A friend and I completed a 100 mile cycle ride yesterday. It was hard work! But enjoyable-if you like that sort of thing! We managed to achieve Gold medal standard in our age group by finishing in seven hours. We had not set out with any expectations of doing anything more than completing the ride before sunset! The medals were a huge boost to tired legs and sore backsides. We climbed a total of 3,000 feet in those seven hours. And alternately cursed, smiled, wept depending on where we were at any given point in the ride.
The hardest part came after 90 miles. There was a sign proclaiming “10 miles to go.” We whooped with excitement. A mere 10 miles. No problem! A few minutes later my friend turned to me and said “You know what that means, don’t you?” “Yes,” I said. “It means we’ve still got another 40 minutes riding to do.” For a short time our euphoria vanished in the face of how much work was still left. We carried on pedalling and, eventually passed over Marlow bridge and in to the finishing area, got our times and medals and gave each other a High Five, grinning like a pair of Cheshire cats.
As a mental health nurse I was always taught that the most dangerous point in the recovery of someone who is depressed, is not the acute phase. Mostly they are too depressed to act out in any way at all. The crisis comes when they are getting better. I’d always taken this as axiomatic. A useful piece of clinical data when managing somebody who is depressed. That remains true. Until yesterday, however, I had never really experienced that maxim first hand. We’d ridden 90 miles. We’d got up at six in the morning, loaded the bikes, parked the car, signed in and set off on the ride. We griped, complained smiled etc. Then we got to the “almost there” mark and nearly threw our bikes away and called a taxi .I’m pleased we didn’t. (And “Thank You”to all my friends who sent “Bravo” messages.They are much appreciated.

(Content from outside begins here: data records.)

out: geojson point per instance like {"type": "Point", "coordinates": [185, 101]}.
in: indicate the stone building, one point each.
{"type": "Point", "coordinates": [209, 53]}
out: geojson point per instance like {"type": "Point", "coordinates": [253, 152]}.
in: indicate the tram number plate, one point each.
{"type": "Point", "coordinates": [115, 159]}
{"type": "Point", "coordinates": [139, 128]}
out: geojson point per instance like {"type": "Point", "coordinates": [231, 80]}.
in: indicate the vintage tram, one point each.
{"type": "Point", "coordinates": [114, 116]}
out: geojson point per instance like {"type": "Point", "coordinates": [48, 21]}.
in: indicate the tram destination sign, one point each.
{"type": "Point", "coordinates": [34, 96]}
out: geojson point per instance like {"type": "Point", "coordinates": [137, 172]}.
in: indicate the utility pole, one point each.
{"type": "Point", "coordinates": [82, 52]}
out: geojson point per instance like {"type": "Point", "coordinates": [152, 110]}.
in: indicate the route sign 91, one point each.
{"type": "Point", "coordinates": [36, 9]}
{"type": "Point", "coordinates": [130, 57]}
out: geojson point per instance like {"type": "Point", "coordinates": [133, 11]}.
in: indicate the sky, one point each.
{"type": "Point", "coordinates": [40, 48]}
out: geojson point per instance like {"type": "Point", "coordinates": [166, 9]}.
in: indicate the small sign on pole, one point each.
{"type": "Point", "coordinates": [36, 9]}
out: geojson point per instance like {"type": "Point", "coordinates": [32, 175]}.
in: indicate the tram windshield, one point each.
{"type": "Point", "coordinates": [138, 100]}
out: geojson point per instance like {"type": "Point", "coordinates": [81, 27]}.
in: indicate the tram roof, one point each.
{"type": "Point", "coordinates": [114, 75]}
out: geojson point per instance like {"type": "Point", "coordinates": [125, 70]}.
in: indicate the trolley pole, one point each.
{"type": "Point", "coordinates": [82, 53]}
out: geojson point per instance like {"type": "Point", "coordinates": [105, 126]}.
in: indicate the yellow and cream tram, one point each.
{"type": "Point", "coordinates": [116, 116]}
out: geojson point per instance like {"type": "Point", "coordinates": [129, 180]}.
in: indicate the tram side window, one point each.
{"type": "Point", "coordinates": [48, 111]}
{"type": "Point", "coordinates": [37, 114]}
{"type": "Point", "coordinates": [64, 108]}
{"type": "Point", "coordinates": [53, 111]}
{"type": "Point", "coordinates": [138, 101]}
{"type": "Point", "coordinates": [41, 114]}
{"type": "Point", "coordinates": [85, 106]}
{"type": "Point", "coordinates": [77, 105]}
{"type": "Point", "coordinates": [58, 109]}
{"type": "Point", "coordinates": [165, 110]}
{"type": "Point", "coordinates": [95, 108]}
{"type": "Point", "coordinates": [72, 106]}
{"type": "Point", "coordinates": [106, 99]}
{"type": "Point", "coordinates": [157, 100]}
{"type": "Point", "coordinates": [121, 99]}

Whilst being ill is horrible, one knows where one is in a strange way. Hair falling out? Blame the chemo. Depressed. Blame the divorce. Dropping things? Blame the arthritis. One gains much justified support and sympathy an acute phase. The problems begin with recovery. One’s life is no longer in immediate danger. The expectation is that one can resume normal duties-albeit in a graded way. It is this stage that is the most demanding. Having come so far, that final 10 miles seems so near yet so far. Small wonder that this is the danger phase in so many illnesses. As it was on our ride. Hope had been kindled followed by the almost overwhelming realisation of how much effort was still required of us.
Once more I’ve had practice teach me the real meaning of theory. But on reflection, I’m still pleased they told us we only had another 10 miles left. If only because it made the 5 mile marker all the sweeter.